Institutional Shareholder Services (ISS) Recommends Hoover's Stockholders Vote For D&B Offer
FOR IMMEDIATE RELEASE
AUSTIN, TEXAS, January 29, 2003 - Hoover's, Inc. (NASDAQ: HOOV) announced today that Institutional Shareholder Services (ISS) - the nation's leading independent proxy voting advisory firm - has recommended that Hoover's stockholders vote for the Company's merger agreement with the Dun & Bradstreet Corporation.
In making its recommendation, ISS concluded that, "Based on the market premium, and the fairness opinion, we believe the merger agreement warrants shareholder support."
In its report, ISS noted that "[t]he board unanimously approved the merger agreement following arms-length negotiations between the two parties." ISS also cited risks Hoover's would confront if it were to continue as a stand-alone entity.

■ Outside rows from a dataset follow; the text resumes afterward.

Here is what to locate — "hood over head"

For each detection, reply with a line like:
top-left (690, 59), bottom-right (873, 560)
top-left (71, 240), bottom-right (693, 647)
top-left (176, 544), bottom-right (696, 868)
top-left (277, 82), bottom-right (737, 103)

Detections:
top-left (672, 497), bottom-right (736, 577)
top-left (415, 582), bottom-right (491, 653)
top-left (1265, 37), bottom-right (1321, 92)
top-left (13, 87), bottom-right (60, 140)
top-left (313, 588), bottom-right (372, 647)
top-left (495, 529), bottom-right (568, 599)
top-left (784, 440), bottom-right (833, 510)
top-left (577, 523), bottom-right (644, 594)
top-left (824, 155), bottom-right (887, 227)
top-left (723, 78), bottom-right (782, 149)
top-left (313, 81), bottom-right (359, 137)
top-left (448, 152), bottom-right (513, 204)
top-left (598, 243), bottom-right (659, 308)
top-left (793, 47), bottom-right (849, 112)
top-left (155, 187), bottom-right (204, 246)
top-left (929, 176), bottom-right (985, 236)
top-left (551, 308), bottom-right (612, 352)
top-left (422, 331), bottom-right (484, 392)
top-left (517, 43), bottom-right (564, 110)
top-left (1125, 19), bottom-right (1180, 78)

"We are pleased that ISS -- the nation's most respected independent proxy advisory firm -- has recognized the objectivity of the Board's process and the value of the transaction for our shareholders. We appreciate their endorsement of the Board's recommendation to shareholders," said Jeffrey R. Tarr, Chairman and Chief Executive of Hoover's.
About Hoover's, Inc. - The Business Information Authority (SM)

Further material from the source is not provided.